I rendimenti dei titoli di Stato dell'Eurozona sono anche oggi in leggero calo, con il costo di finanziamento del Bund decennale pressochè invariato al 2,74% e il Btp sceso al 3,35%. Il T-bond decennale si riaffaccia al 4%. Recentemente c'è stato un deciso aumento delle nuove emissioni obbligazionarie corporate, principalmente da parte degli hyperscaler. "Si è così diffuso il timore che la più grande ondata di emissioni obbligazionarie della storia possa destabilizzare i mercati del credito e determinare un ampliamento degli spread. La situazione appare, tuttavia, più articolata", afferma l'Economic Team di Payden & Rygel.

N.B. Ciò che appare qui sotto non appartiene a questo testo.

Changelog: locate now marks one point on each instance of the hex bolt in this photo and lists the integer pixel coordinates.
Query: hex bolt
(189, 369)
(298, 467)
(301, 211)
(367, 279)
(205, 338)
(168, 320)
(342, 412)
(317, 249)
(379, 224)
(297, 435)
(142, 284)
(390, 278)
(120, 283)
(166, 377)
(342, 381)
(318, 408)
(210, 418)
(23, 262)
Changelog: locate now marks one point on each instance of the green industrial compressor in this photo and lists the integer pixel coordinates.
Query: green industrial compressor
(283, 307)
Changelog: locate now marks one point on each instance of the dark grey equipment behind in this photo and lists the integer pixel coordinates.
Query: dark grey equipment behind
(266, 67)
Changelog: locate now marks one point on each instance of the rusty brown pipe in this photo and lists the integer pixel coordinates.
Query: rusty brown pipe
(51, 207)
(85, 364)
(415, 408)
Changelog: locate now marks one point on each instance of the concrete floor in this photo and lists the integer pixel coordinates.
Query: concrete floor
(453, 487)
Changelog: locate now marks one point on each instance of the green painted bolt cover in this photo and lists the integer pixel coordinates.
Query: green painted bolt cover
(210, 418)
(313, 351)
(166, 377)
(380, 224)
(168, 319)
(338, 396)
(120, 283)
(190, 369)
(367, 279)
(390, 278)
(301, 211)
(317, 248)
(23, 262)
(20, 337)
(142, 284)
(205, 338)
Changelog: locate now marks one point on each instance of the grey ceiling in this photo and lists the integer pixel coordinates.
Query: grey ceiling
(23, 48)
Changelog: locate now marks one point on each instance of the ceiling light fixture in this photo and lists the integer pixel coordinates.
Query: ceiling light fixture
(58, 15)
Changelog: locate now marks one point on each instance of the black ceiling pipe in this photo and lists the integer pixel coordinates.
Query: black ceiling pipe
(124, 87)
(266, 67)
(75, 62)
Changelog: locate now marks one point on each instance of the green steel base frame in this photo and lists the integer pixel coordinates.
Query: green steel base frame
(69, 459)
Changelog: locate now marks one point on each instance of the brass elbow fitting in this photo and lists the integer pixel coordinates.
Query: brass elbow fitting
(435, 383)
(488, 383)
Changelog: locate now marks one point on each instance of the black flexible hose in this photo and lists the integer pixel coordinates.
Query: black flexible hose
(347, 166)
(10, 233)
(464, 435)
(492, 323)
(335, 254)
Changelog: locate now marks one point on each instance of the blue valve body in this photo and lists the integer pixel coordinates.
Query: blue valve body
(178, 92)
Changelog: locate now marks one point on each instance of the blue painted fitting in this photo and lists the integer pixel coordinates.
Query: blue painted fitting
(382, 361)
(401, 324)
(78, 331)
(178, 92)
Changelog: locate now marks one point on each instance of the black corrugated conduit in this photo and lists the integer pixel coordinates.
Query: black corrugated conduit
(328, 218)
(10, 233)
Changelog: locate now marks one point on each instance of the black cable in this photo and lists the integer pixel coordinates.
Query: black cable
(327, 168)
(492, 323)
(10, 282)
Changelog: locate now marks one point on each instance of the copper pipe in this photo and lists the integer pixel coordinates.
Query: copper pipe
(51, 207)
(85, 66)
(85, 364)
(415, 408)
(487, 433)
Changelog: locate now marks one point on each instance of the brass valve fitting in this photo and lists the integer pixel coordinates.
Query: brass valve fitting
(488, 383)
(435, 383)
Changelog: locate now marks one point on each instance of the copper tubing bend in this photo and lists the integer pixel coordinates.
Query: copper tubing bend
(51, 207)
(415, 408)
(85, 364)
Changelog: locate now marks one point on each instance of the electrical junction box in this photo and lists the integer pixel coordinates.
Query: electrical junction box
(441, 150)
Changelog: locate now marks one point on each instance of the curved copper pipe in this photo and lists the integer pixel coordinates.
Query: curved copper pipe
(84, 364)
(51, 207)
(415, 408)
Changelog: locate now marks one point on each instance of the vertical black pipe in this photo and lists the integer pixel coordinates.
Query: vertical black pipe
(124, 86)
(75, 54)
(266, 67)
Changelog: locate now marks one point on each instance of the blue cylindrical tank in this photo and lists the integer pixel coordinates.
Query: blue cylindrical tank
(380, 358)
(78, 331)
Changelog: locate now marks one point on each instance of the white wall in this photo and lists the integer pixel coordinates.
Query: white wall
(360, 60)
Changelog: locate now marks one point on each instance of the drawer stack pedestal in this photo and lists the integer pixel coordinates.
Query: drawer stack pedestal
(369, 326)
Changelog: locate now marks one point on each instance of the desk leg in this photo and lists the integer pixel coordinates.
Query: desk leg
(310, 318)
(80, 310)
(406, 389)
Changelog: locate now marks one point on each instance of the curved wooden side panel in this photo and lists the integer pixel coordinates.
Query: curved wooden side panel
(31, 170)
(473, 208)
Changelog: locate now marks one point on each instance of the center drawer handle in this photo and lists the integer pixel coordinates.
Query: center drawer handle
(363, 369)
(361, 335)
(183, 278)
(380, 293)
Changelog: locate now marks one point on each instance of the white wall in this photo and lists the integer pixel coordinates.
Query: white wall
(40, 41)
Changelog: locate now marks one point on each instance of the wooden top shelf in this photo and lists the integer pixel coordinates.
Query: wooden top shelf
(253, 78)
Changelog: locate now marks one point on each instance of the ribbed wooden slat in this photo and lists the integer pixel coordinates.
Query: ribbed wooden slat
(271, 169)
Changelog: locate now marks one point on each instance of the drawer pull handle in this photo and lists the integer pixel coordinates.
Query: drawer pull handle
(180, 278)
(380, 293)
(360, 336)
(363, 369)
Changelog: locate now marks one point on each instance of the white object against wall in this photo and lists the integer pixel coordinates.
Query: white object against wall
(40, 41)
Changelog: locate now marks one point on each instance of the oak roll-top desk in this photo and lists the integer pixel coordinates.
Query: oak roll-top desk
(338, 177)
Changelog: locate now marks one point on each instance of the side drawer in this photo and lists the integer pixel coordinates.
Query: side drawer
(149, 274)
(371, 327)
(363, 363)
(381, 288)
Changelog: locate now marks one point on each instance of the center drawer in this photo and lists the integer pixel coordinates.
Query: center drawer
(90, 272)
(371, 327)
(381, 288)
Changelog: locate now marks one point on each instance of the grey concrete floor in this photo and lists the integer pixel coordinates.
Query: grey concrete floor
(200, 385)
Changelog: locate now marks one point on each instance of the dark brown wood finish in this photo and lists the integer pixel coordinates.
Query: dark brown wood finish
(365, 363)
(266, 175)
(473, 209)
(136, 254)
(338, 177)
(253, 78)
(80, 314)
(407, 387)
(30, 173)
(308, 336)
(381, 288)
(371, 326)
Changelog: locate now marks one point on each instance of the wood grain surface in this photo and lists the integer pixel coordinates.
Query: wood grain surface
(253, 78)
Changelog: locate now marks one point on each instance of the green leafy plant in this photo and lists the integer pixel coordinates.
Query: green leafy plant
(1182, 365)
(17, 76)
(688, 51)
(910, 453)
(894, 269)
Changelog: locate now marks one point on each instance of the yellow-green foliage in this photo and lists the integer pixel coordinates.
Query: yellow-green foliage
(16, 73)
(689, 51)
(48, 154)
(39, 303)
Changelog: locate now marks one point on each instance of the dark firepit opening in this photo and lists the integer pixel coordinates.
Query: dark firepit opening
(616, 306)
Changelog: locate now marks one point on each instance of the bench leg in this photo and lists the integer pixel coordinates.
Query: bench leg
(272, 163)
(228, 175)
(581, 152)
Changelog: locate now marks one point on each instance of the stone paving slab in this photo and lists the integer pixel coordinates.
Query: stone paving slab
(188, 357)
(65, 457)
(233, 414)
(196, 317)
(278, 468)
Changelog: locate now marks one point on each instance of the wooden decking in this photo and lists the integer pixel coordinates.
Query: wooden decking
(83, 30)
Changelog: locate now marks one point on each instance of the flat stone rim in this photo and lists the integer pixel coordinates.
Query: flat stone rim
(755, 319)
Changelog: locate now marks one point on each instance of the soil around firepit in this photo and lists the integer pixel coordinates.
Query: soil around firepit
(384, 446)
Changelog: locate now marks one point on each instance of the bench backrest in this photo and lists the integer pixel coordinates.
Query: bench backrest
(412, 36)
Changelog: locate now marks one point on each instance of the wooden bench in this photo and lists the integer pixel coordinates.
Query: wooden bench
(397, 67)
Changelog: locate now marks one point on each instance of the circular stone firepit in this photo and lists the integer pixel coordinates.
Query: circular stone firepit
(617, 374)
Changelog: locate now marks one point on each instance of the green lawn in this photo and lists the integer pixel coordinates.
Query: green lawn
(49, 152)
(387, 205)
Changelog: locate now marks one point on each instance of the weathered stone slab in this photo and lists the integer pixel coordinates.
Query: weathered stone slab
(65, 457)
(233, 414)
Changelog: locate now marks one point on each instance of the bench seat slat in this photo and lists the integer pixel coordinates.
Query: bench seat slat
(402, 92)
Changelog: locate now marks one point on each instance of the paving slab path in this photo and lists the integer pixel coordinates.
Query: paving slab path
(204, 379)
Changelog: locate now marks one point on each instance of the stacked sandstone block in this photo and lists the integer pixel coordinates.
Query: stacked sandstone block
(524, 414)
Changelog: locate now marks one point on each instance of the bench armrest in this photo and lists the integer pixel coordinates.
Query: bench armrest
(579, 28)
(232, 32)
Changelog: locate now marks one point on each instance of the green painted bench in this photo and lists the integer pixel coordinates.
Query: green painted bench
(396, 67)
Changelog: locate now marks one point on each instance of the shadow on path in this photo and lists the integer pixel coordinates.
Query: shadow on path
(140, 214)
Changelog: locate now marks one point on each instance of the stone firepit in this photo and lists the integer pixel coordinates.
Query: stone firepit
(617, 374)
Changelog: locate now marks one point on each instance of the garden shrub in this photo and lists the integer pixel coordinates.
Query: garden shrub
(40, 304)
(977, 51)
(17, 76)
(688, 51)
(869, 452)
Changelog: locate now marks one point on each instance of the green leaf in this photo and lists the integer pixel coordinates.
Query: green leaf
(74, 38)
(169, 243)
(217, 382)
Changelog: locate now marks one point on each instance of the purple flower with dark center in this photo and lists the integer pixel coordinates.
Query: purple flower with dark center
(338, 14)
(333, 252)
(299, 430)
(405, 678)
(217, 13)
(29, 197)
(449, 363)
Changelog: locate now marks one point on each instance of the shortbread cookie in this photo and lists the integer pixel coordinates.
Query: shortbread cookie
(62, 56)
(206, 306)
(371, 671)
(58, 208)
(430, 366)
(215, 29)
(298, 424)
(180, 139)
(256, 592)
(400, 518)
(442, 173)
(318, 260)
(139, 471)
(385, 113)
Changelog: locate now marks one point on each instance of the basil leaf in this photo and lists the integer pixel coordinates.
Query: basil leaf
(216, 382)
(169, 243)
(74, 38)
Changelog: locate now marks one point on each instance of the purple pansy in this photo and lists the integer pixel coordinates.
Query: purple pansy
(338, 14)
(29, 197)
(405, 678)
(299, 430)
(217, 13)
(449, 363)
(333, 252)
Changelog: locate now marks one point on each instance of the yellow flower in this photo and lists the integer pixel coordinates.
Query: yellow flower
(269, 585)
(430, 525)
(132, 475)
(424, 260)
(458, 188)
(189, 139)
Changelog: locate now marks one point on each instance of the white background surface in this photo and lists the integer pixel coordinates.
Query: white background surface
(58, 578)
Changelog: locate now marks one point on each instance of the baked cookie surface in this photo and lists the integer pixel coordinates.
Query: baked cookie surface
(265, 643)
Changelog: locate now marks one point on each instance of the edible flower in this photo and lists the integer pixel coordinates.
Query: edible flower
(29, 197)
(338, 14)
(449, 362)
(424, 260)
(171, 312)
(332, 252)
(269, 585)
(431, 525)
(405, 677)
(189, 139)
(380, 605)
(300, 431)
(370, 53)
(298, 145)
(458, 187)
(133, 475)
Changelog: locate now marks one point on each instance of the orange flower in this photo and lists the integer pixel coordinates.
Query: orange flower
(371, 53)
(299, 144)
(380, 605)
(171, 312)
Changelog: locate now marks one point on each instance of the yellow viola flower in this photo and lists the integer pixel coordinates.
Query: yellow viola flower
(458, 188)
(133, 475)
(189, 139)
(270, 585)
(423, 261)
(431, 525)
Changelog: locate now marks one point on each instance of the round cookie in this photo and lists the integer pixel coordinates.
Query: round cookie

In primo luogo, spiegano gli esperti, sebbene i 1.800 miliardi di dollari di nuove emissioni lorde stimate per il 2026 rappresentino il volume annuo più elevato mai registrato, è opportuno rapportare tale dato alle dimensioni complessive del mercato obbligazionario. In fasi di espansione economica, anche il mercato del debito tende ad ampliarsi ed è naturale che le emissioni aumentino. In effetti, i 1.800 miliardi stimati corrispondono a circa il 12% dello stock complessivo di debito corporate in circolazione, una percentuale in linea con la media annua osservata tra il 2012 e il 2017.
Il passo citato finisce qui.